【サイドストーリー5】 穴の底のミア その12
その晩、ミアとジョシュが夕食を食べていると、サトルから『通信』が入った。すぐに彼の部屋まで来いと言う。彼の私室は回廊を挟んでミアたちの部屋のちょうど向かい側にある。急いで向かうと、待ち受けていたリンが彼らを迎え入れてくれた。
部屋の中ではテーブルに置かれた世界地図を挟んでサトルとトムが熱心に語り合っている。ミアたちが入ってきたのに気づきサトルが振り返った。

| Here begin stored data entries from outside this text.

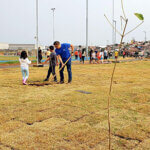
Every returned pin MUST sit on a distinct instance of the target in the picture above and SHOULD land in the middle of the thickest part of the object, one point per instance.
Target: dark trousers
(76, 57)
(52, 70)
(69, 71)
(83, 58)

「皇帝から『穴』を使う許しが出たんだ。ミアには引継ぎをして貰わなきゃならないからな。三日もあれば足りるか?」
ミアが目を丸くした。
「嘘でしょ? どうやって許可なんて取ったの?」
サトルの代わりに彼女の後ろからジョシュが答えた。
「皇帝と取引したんだよ」
怪訝な顔でミアが振り返る。
「取引って?」
「俺と引き換えにミアをあっちへ帰すって」
「引き換え?」
「皇帝陛下は『人造人間』をお傍に置きたいんだってさ」
意味が分からず彼女はジョシュの顔を見つめた。皇帝は取引なんてしない。いつだって欲しければ奪うだけ。取引の必要なんてないんだから。
彼女の心を読んだかのようにサトルが話し始めた。
「トムは『あちら側』では『人造人間』の『製造』に関わっていたということにしてある。まあ全くの嘘という訳ではないからな」
トムが愉快そうに笑う。
「確かに『製造』されましたからね。関わっていたのは事実です」
「それと取引とどういう関係があるの?」
「まあ、聞けよ。幸い、皇帝はロボットのことなど何も知らない。ジョシュには不具合があり、ミアが自分の主人だと思い込んでいる。彼女がこの世界からいなくならない限り、ほかの主人は認めないだろう。そうトムが話したら、うまいこと信じ込んでくれたようでな」
ミアは驚いてジョシュを振り返った。
「そんなのダメよ。あなたと一緒じゃなきゃ戻る意味なんてないわ」
「大丈夫。もちろん俺も一緒に帰るよ。勝算のない計画なんて立てるわけないだろ?」
ジョシュは彼女を安心させるように笑って見せた。嘘をつくのにもだいぶ慣れてきたようだ。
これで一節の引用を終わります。